Des conseillers juridiques ont également noté que l’imposition d’un moratoire est la seule façon d’empêcher les entreprises d’exploiter les lacunes juridiques et de commencer des opérations d’extraction non réglementées.

Actions futures

Les discussions se poursuivent au sein de l’Autorité internationale des fonds marins (ISA) pour établir un cadre réglementaire complet afin d’éviter les impacts négatifs sur l’environnement marin. Les gouvernements et les organisations environnementales intensifient leurs campagnes pour accroître la pression internationale afin d’empêcher l’octroi de permis avant d’assurer une protection adéquate des océans.

Les scientifiques poursuivent leurs recherches sur les effets de l’exploitation minière en profondeur, ce qui pourrait entraîner l’adoption de politiques plus strictes à l’avenir.

Cette réunion reflète une prise de conscience mondiale croissante des risques environnementaux potentiels liés au minage en profondeur, alors que la pression augmente pour y mettre un terme jusqu’à ce que les écosystèmes marins ne soient pas menacés. Alors que certaines entreprises tentent de faire avancer l’extraction des minéraux, la résistance mondiale se renforce pour protéger les océans de la Terre en tant que patrimoine commun de l’humanité.

Il convient de rappeler que l’Organisation pour la préservation des profondeurs marines (DSCC) a été fondée en 2004 en réponse aux préoccupations internationales concernant les effets néfastes de la pêche en haute mer. Plus de 130 ONG, associations de pêcheurs et instituts de droit et de politique à travers le monde collaborent sous l’égide de la Commission de coordination des mers profondes pour garantir la protection des écosystèmes fragiles des profondeurs marines.

Madame Farah Obeid Allah, militante pour la protection des océans et fondatrice de « L’Océan et Nous », a déclaré dans une déclaration que « les mers hautes couvrent la moitié de notre planète et n’appartiennent à aucun pays, ce qui les rend vulnérables à l’exploitation. C’est notre patrimoine commun, et sa santé est essentielle à notre santé.

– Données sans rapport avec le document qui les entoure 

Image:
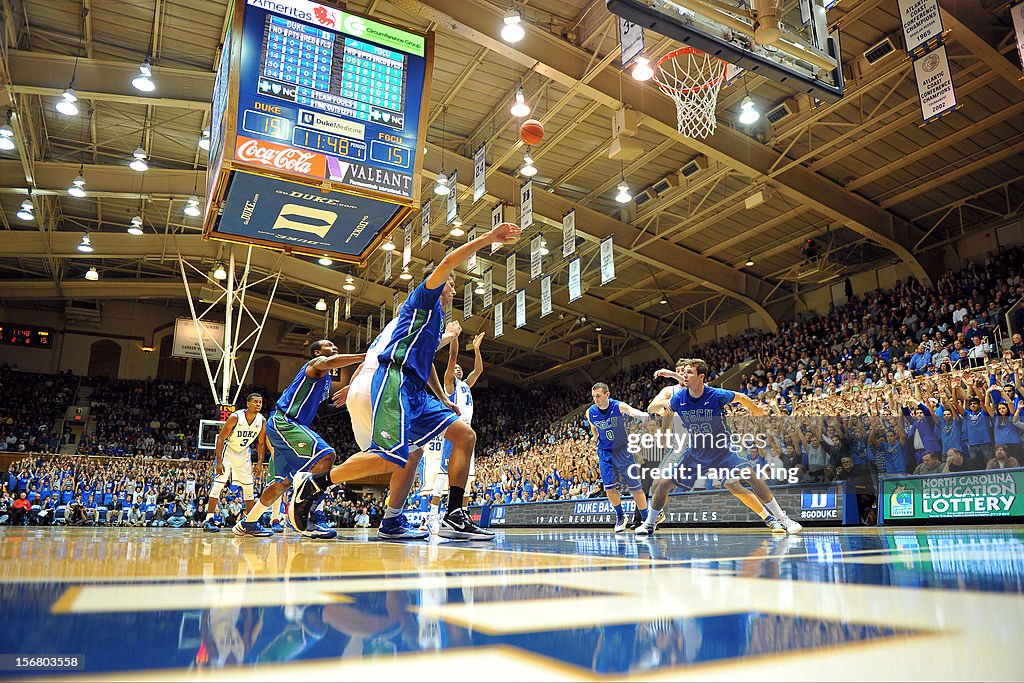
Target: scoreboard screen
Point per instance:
(24, 335)
(331, 95)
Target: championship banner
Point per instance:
(963, 496)
(453, 201)
(471, 261)
(425, 224)
(631, 39)
(487, 288)
(536, 259)
(526, 205)
(510, 273)
(935, 84)
(499, 322)
(479, 172)
(607, 260)
(922, 25)
(520, 308)
(545, 295)
(568, 233)
(497, 218)
(574, 292)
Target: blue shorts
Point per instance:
(614, 466)
(296, 447)
(404, 418)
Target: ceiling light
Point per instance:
(748, 114)
(642, 70)
(25, 213)
(192, 207)
(67, 103)
(520, 109)
(77, 186)
(512, 32)
(527, 170)
(143, 81)
(138, 164)
(624, 196)
(440, 185)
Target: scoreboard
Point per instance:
(320, 119)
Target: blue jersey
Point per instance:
(610, 424)
(303, 396)
(414, 341)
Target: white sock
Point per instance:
(256, 512)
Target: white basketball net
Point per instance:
(692, 79)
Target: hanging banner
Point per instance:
(574, 292)
(479, 173)
(536, 259)
(497, 218)
(526, 205)
(607, 260)
(425, 224)
(510, 273)
(453, 202)
(935, 84)
(631, 39)
(471, 261)
(499, 322)
(487, 288)
(568, 233)
(545, 295)
(922, 25)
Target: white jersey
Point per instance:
(244, 434)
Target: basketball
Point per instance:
(531, 131)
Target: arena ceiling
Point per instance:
(861, 176)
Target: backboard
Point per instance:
(784, 41)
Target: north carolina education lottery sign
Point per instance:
(308, 93)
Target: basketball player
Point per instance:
(297, 449)
(232, 458)
(406, 416)
(699, 408)
(461, 394)
(607, 422)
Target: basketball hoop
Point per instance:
(692, 79)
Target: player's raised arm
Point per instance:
(503, 233)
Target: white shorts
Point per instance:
(238, 467)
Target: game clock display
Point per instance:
(20, 335)
(345, 90)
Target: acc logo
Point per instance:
(901, 502)
(305, 219)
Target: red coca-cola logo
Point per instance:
(279, 157)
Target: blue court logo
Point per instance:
(901, 502)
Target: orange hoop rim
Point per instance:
(679, 52)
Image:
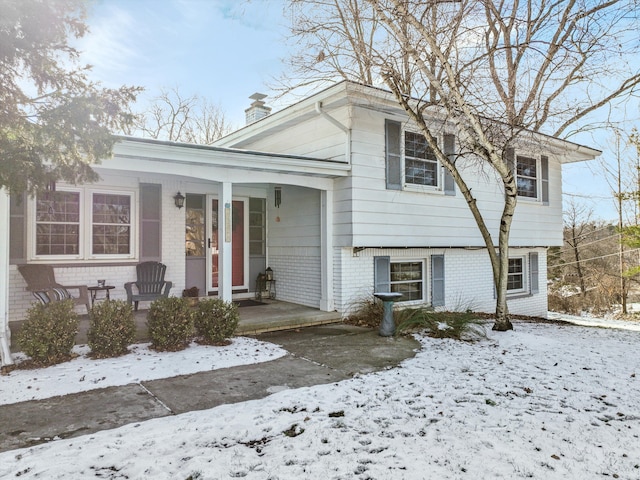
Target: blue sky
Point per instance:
(226, 50)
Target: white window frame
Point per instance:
(86, 227)
(524, 273)
(423, 280)
(537, 178)
(418, 187)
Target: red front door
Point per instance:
(237, 244)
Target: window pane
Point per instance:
(527, 177)
(407, 278)
(515, 278)
(111, 234)
(421, 166)
(58, 223)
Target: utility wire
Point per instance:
(596, 258)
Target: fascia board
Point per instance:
(127, 153)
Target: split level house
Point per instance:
(337, 194)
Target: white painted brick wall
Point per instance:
(297, 275)
(468, 278)
(172, 256)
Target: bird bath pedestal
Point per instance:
(388, 326)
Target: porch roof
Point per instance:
(138, 154)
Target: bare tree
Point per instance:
(578, 225)
(501, 72)
(177, 118)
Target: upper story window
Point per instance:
(527, 177)
(412, 165)
(532, 177)
(84, 224)
(420, 162)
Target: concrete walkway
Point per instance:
(317, 355)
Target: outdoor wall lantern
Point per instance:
(277, 193)
(179, 199)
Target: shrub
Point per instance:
(215, 320)
(366, 312)
(170, 323)
(111, 328)
(48, 334)
(463, 325)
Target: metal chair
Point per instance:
(150, 284)
(41, 282)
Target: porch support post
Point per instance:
(5, 332)
(326, 250)
(225, 230)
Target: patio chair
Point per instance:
(150, 284)
(41, 282)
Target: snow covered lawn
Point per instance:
(545, 401)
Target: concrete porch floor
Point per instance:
(272, 315)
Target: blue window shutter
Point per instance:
(437, 281)
(544, 170)
(510, 158)
(17, 229)
(150, 222)
(534, 272)
(449, 146)
(381, 274)
(393, 161)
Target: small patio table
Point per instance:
(100, 288)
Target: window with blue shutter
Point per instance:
(381, 274)
(393, 138)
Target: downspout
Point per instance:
(333, 121)
(5, 332)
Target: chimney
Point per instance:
(258, 109)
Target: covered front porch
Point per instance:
(255, 318)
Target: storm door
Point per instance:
(239, 245)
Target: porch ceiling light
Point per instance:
(277, 191)
(179, 200)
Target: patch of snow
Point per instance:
(546, 401)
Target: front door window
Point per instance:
(237, 244)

Ceux qui se précipitent pour commencer l’exploitation minérale des profondeurs marines voient les perturbations géopolitiques actuelles comme une occasion d’ouvrir notre océan mondial à cette industrie imprudente—ce qui menace de saper le système basé sur des règles et la pluralité. Permettre à un seul pays d’extraire des ressources des mers hautes entraînerait une course vers le bas. Avec l’augmentation des risques pour la paix et la stabilité mondiale, les dirigeants mondiaux doivent s’unir maintenant plus que jamais pour garantir l’imposition d’un moratoire sur le minage en profondeur. »

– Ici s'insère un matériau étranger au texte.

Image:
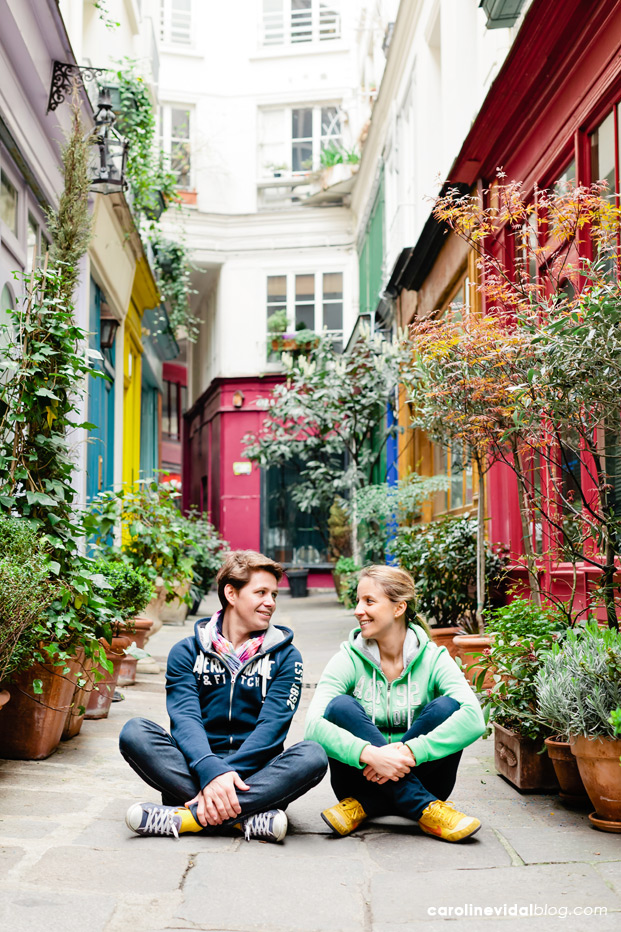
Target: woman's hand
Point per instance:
(389, 762)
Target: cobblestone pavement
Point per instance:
(69, 863)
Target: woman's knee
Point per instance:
(339, 710)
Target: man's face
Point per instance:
(255, 603)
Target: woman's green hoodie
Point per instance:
(429, 671)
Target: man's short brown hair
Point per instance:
(239, 567)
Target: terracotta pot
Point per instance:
(467, 645)
(101, 695)
(127, 673)
(176, 611)
(32, 723)
(518, 759)
(445, 637)
(566, 770)
(77, 710)
(598, 762)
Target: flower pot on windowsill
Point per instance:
(519, 760)
(298, 583)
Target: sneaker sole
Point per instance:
(451, 841)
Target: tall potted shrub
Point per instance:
(585, 671)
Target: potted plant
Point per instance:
(442, 558)
(586, 668)
(522, 635)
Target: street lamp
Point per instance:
(109, 149)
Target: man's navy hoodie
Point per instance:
(223, 721)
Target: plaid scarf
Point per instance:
(235, 659)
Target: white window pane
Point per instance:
(8, 203)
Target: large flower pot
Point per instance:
(567, 772)
(31, 723)
(141, 628)
(519, 760)
(598, 762)
(81, 694)
(467, 647)
(175, 612)
(445, 637)
(101, 695)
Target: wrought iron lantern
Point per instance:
(109, 149)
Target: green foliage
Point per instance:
(523, 635)
(339, 532)
(441, 557)
(154, 533)
(172, 264)
(206, 549)
(380, 509)
(26, 592)
(335, 154)
(130, 591)
(579, 684)
(146, 171)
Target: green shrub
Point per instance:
(579, 683)
(130, 591)
(441, 557)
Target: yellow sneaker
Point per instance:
(444, 821)
(345, 817)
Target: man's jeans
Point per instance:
(412, 793)
(155, 757)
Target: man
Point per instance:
(232, 689)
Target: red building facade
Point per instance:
(553, 112)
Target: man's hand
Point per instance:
(218, 801)
(389, 762)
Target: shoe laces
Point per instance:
(161, 821)
(259, 824)
(445, 813)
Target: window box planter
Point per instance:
(519, 760)
(298, 583)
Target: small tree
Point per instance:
(564, 309)
(329, 418)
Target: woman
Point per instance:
(393, 712)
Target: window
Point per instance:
(8, 203)
(292, 22)
(312, 129)
(176, 22)
(311, 300)
(604, 152)
(176, 142)
(174, 406)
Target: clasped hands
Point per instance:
(218, 801)
(389, 762)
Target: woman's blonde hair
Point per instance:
(398, 586)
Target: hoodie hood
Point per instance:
(276, 636)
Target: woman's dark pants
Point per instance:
(154, 755)
(412, 793)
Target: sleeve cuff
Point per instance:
(209, 767)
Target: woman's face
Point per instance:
(375, 613)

La position des pays africains dans les discussions sur l’exploitation des ressources maritimes

Il semble que les pays africains, malgré leurs vastes côtes et un intérêt croissant pour l’économie bleue, ne soient pas fortement représentés dans ce débat. Cela reflète le problème de la position des pays en développement, en particulier africains, dans la prise de décisions environnementales et économiques cruciales, alors que leurs écosystèmes et leurs économies sont directement affectés.

Nous savons que 33 pays européens, dont la France et l’Allemagne, ainsi que le Canada et certains pays d’Amérique latine, ont appelé à un moratoire ou à un arrêt des activités minières dans les profondeurs marines. Cependant, l’absence d’une forte représentation africaine soulève des questions quant à cette exclusion de l’appel au moratoire.

Il est également à noter que, bien que les pays africains soient organisés en différentes instances régionales et internationales, ils ont du mal à unifier leur voix sur ces questions. Cette faiblesse de coordination réduit leur influence lors des négociations et entrave l’adoption de leurs intérêts de manière efficace. Bien que le continent africain soit riche en ressources naturelles et dispose de vastes côtes, son influence sur les décisions relatives à la gestion des océans reste limitée.

La question de l’absence se pose : est-ce dû à un manque d’intérêt des pays africains pour le sujet, ou à un manque de capacités diplomatiques ou à un affaiblissement de leur influence face aux grandes puissances économiques ? Quoi qu’il en soit, cela met en lumière la nécessité urgente pour l’Afrique de renforcer sa coordination régionale et d’affirmer sa position dans la gestion des ressources maritimes internationales.